Since Emanuel Kant, it has been clear to many people that human beings are meaning-making creatures and that the meanings we create exist in systems of narrative and symbol. In these systems, it’s us or them: we control them, or they control us. Whenever we aren’t paying attention, it is the latter.
Religions are one way human beings create meaning. A religion is a subset of narrative and symbol within a system. A system separated only for convenience and clarity.
Given this mushy matrix, removing what is conventionally called “religious” (or “spiritual”) from a personal or collective meaning-making system does not leave a hole or gap, but is rather an opening that other symbolic systems will fill.
If the god concept does not guarantee or underwrite meaning and purpose for a human being, something else will . . . perhaps even the insistence that life has meaning and purpose without the god concept! (Hence the “angry atheist” syndrome.)
Think for a moment how many people you know who actually take meaning and purpose from the god concept.

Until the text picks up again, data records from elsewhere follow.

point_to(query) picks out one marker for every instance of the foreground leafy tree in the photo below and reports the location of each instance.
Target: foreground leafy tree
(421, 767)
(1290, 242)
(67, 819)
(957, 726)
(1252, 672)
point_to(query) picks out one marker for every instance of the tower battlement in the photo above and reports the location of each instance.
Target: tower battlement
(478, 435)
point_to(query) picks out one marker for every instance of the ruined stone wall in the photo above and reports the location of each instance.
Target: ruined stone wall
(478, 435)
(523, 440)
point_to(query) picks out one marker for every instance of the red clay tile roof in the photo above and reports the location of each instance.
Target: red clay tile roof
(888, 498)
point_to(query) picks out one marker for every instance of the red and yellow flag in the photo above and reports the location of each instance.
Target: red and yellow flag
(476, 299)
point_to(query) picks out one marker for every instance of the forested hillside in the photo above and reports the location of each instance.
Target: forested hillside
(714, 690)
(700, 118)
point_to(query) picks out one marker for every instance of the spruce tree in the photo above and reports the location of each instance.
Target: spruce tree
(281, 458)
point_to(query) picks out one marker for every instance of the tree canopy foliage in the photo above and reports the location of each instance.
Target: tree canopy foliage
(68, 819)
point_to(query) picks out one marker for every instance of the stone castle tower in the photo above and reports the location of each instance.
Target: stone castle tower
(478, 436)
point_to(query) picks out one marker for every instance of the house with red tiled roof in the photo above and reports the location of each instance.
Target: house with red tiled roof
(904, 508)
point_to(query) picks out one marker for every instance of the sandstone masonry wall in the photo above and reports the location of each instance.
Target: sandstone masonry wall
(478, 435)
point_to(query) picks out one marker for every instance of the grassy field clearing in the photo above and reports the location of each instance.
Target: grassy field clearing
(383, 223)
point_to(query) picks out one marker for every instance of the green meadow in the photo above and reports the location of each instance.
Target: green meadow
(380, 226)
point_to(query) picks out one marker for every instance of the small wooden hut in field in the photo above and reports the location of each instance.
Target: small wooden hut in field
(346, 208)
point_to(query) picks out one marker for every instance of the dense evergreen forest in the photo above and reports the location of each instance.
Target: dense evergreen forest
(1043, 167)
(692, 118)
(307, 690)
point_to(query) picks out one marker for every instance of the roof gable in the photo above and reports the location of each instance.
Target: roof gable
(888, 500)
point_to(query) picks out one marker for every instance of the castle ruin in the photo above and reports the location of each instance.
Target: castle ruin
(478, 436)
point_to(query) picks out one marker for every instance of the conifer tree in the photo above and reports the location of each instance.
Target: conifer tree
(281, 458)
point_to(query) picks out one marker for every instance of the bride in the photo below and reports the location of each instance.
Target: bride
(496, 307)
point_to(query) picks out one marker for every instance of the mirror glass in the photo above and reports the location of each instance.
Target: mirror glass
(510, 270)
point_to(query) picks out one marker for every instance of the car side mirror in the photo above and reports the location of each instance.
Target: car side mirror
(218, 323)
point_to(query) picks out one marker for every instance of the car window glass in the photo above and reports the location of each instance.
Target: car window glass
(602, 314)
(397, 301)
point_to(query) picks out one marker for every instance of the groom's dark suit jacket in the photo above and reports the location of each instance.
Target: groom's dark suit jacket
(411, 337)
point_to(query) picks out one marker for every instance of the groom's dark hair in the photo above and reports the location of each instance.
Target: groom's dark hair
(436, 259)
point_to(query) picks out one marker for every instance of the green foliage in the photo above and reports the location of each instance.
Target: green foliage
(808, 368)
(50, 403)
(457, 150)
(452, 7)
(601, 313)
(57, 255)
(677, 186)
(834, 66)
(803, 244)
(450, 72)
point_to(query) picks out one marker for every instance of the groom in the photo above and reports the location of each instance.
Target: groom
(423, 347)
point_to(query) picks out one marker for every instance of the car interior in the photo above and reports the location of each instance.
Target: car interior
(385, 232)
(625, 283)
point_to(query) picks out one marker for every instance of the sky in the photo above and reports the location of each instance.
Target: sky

My suspicion is that the concept actually functions as shorthand for something else in most human lives.
Theologian Gordon D. Kaufman gives his view, writing:
The central question for theology is not . . . primarily a speculative question, a problem of knowledge at all. Most fundamentally it is a practical question: How are we to live? To what should we devote ourselves? To what cause give ourselves? Put in religious terms: How can we truly serve God? What is proper worship? (Face of Mystery: Constructive Theology)
Put succinctly: “What’s your cause?”
Your cause might be survival. Approval. Family. World peace.
Often the god concept becomes the straw man who underwrites preexisting wishes and prejudices. The symbolic systems we live in are difficult to see and even more difficult to separate into understandable strands. Most difficult of all is putting all the strands back into a conceivable whole. Yet, finally, there is no religion, no politics, no self. Only the forest of symbols we wander in.
As Jean-Paul Sartre once said, “Freedom is what you do with what’s been done to you.”